Le résident californien Nik Dimou attend depuis près d’un mois le corps de son père, décédé d’une crise cardiaque lors d’un vol, forçant l’avion à atterrir d’urgence à Winnipeg.

Dimou a déclaré que lui et son père, Leonidas, 75 ans, rentraient chez eux après avoir rendu visite à des parents à Athènes, Livadia et Mytilini – lorsque la tragédie a frappé le 23 juin. Depuis lors, la famille fait face à des retards bureaucratiques, bien qu’elle veuille honorer la tradition orthodoxe grecque. de tenir un service 40 jours après un décès.

À l’origine, Dimou ne connaissait personne dans la ville lorsque l’avion a atterri à Winnipeg et la communauté grecque locale l’a aidé à trouver un salon funéraire. Dimou est retourné en Californie, confiant que le corps de son père suivrait bientôt.

« Ma famille et moi nous sentons très blessés », a déclaré jeudi Dimou depuis Costa Mesa, à environ 70 km au sud-est de Los Angeles, où son père vivait avec lui. « Pas seulement [has] mon père, mon meilleur ami, est décédé. C’était un homme merveilleux et doux. Il ne mérite pas d’être si mal traité. »

Michael Vogiatzakis, le directeur des funérailles de Voyage Funeral Home à Winnipeg, qui travaille avec la famille, a déclaré que le protocole dans ce type de situation est que le corps soit détenu dans un hôpital jusqu’à ce que le bureau du médecin légiste termine son enquête.

Après cela, le corps doit être remis à un salon funéraire local jusqu’à l’arrivée du certificat de décès du médecin légiste, date à laquelle il s’est impliqué, a-t-il déclaré.

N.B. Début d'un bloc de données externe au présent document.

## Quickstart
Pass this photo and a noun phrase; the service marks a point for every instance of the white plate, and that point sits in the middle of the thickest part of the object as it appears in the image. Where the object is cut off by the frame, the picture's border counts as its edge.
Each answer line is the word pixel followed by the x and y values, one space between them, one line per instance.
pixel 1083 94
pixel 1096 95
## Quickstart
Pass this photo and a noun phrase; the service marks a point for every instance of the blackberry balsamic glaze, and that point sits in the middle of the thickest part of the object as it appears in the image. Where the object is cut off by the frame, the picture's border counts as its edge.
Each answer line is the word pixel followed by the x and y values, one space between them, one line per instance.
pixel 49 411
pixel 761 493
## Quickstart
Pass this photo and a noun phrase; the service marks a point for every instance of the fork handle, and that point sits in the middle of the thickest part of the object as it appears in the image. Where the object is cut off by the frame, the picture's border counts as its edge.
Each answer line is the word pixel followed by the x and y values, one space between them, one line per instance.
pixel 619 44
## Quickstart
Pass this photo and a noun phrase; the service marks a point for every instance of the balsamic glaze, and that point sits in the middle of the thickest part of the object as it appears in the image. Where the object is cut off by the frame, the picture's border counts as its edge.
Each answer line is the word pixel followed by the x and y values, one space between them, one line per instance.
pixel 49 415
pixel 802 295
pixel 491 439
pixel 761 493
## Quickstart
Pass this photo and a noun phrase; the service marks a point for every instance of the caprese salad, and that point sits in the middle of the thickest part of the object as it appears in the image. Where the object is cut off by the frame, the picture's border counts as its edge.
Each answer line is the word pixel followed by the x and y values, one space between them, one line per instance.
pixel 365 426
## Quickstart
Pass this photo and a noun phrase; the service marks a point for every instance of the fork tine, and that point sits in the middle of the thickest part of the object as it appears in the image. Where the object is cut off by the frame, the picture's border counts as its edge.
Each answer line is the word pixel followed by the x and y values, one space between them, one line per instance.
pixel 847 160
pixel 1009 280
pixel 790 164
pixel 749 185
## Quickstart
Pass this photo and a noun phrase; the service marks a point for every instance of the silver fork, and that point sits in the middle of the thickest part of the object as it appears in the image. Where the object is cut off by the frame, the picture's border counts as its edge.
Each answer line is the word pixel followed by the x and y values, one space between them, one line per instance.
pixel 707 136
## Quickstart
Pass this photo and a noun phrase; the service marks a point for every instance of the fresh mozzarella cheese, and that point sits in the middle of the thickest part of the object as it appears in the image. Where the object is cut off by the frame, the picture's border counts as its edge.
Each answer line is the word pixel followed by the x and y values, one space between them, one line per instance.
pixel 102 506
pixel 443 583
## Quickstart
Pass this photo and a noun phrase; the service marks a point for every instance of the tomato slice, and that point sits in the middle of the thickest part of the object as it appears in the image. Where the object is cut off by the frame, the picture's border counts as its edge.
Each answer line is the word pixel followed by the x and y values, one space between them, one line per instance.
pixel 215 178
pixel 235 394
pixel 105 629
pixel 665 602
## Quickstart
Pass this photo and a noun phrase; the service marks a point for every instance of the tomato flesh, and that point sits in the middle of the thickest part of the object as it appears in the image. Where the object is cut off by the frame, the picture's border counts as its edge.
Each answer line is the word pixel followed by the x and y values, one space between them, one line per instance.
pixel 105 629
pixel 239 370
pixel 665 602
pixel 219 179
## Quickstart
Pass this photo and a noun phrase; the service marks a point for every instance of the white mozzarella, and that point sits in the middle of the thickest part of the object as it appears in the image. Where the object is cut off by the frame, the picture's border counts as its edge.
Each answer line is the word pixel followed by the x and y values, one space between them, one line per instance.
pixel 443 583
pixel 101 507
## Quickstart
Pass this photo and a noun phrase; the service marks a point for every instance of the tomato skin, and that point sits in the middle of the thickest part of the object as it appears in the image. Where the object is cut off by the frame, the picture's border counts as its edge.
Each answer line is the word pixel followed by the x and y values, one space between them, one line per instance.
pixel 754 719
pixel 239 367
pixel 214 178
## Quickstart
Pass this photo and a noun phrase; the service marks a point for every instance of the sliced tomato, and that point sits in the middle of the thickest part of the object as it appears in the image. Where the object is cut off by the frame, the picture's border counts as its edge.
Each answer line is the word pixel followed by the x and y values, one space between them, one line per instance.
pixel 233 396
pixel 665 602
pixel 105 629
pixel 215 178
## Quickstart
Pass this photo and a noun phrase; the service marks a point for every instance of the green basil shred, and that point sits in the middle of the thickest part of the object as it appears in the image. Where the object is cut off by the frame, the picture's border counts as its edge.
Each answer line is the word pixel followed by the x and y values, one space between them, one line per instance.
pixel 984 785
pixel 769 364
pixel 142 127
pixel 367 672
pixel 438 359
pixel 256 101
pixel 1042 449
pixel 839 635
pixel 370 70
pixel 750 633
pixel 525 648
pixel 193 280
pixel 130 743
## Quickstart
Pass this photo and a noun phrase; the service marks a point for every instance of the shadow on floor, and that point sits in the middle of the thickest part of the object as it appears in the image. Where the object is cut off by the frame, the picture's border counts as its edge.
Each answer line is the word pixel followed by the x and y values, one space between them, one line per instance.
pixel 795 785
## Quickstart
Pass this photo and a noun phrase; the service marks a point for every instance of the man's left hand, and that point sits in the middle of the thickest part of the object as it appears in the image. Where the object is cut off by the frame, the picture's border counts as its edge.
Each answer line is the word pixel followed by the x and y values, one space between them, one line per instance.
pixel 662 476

REGARDER | Nik Dimou parle des retards suite au décès du père :

Son père est décédé lors d'un vol au-dessus de Winnipeg il y a près d'un mois. Il attend toujours le corps en Californie

Le père de Nik Dimou est décédé lors d’un vol au-dessus de Winnipeg il y a près d’un mois. Il attend toujours le corps en Californie

Le résident californien Nik Dimou attend depuis près d’un mois le corps de son père, décédé d’une crise cardiaque lors d’un vol, forçant l’avion à atterrir d’urgence à Winnipeg.

Le corps du père de Dimou ne peut pas quitter le pays sans un certificat de décès enregistré et l’approbation du bureau de contrôle des maladies transmissibles du Manitoba, a déclaré Vogiatzakis. Il a demandé l’enregistrement du certificat de décès de l’Agence des statistiques de l’état civil du Manitoba il y a quelques semaines.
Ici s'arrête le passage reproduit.